There were 'printed resistors' which were laid down with a silk screen, so I suppose there could have been printed capacitors, but I would imagine the values would be small.

AWEM

Reply to
Andrew Mawson

Thick film hybrid circuits?

Reply to
Andy Burns

Right - I've heard of that. Is it still used? And wonder why they chose that - there is any amount of space inside the instrument, so it could easily have been a conventional PCB.

Reply to
Dave Plowman (News)

Light green is the protective varnish, looking darker where the copper and carbon show through.

More reliable in high vibration applications, due to the lack of soldered joints, and cheaper to make, if you're making thousands of identical units.

Reply to
John Williamson

Thin film

I might just know where a few brand new mechanisms of those exist if it is needful.

Reply to
The Natural Philosopher

There are actually more soldered joints on this PCB than integrated components. Vibration not really an issue.

Right. But all the other electronics in the car use 'conventional' PCBs - including the Smiths OBC, which is a far more complicated device. But I suppose the PCB in question could be used for all the various designs they made.

Reply to
Dave Plowman (News)

Can easily get a brand new one at low cost - it's on the SD1. But the one I've stripped was for a 6 cylinder so no use for mine anyway - which still works fine.

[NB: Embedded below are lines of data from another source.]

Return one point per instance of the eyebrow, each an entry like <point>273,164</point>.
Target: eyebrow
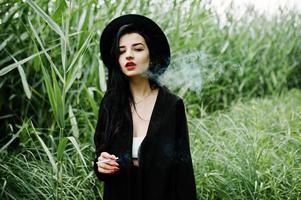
<point>136,44</point>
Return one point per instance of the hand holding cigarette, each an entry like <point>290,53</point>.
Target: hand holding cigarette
<point>107,163</point>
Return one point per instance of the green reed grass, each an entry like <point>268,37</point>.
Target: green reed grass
<point>251,151</point>
<point>52,80</point>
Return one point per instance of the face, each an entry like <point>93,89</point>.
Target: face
<point>134,55</point>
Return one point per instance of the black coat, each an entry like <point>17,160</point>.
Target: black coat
<point>165,165</point>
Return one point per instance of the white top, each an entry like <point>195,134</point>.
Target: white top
<point>136,145</point>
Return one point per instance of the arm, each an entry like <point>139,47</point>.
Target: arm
<point>100,141</point>
<point>184,175</point>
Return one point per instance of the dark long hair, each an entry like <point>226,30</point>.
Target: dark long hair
<point>115,104</point>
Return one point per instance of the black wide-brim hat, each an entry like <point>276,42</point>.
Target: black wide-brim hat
<point>150,29</point>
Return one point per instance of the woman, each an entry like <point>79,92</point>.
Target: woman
<point>141,138</point>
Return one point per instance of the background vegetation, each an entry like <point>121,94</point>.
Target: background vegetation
<point>244,118</point>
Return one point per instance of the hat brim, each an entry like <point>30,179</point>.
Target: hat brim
<point>151,29</point>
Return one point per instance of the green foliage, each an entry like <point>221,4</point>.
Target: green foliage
<point>52,80</point>
<point>251,151</point>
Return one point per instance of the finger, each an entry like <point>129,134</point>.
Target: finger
<point>107,155</point>
<point>107,166</point>
<point>105,171</point>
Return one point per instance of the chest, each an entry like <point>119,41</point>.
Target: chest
<point>141,115</point>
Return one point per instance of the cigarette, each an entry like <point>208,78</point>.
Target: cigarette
<point>104,161</point>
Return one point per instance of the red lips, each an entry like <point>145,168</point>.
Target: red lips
<point>130,65</point>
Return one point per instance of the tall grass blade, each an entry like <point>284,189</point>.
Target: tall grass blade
<point>102,77</point>
<point>24,80</point>
<point>46,54</point>
<point>48,153</point>
<point>48,19</point>
<point>10,67</point>
<point>76,145</point>
<point>61,148</point>
<point>73,122</point>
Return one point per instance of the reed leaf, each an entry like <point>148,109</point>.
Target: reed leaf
<point>47,18</point>
<point>73,122</point>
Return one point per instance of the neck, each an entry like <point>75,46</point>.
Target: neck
<point>139,86</point>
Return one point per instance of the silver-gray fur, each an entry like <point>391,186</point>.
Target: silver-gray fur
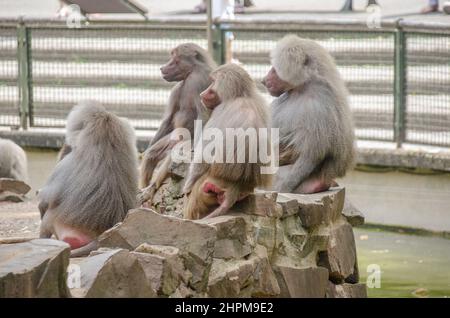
<point>95,185</point>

It's just one of these projects I so like. The original runs from the coil negative. I'm looking at making new electronics so it works from much lower level pulses. Like the tach output from an ECU driving COP etc.

Reply to
Dave Plowman (News)

they really only made one design!

IIRC it was a 10ma 270 degree meter..with a crappy pulse counter on it.

Reply to
The Natural Philosopher

yeah. Mine became the 'analogue dial' in one of the firsts ever digitally tuned radios..

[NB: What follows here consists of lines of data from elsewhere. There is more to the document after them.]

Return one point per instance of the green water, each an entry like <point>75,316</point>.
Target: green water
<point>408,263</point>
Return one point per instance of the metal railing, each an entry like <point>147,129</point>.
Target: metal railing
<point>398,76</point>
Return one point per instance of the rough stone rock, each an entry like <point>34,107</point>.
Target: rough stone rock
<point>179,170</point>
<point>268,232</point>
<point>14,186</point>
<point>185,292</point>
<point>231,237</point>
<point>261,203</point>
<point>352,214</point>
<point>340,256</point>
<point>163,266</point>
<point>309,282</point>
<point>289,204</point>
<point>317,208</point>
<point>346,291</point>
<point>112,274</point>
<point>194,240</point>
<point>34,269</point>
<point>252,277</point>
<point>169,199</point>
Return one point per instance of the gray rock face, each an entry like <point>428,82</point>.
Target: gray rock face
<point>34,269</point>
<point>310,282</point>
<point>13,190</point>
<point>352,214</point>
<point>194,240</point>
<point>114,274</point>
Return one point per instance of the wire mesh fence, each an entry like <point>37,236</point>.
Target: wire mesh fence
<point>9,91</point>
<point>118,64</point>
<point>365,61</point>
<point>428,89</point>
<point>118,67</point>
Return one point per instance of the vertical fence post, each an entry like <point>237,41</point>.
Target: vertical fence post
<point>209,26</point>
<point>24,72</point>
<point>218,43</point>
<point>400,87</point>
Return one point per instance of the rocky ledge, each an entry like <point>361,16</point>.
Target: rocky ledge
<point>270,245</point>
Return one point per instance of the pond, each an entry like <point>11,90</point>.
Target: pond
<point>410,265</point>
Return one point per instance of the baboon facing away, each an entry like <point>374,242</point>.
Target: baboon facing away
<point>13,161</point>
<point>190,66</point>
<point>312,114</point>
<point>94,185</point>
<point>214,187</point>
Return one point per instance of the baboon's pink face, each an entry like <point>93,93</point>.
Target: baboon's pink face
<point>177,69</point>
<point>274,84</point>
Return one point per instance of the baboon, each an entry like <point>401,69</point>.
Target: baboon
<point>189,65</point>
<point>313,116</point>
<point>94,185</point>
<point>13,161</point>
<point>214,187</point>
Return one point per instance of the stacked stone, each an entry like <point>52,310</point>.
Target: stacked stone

we bought a few hundred...

Reply to
The Natural Philosopher

Not so - the first electronic Smiths tach (RV1? used two germanium transistors. Mine has one IC. Which I suspect is just a 555 in drag.

That was going to be another question - how to measure what the movement is.

Reply to
Dave Plowman (News)

More than that, they also made the RVC which iirc was a single transistor design.

Reply to
The Other Mike

FR3

Printed resistors are simple enough. Sounds like yours has gone one step further with thick film circuitry to give embedded caps too.

NT

Reply to
NT

I'm not certain they are caps as I can't get any reading on my DVM. Whereas I can on the resistors. There also appears to be some form of transformer which feeds in the ignition pulses.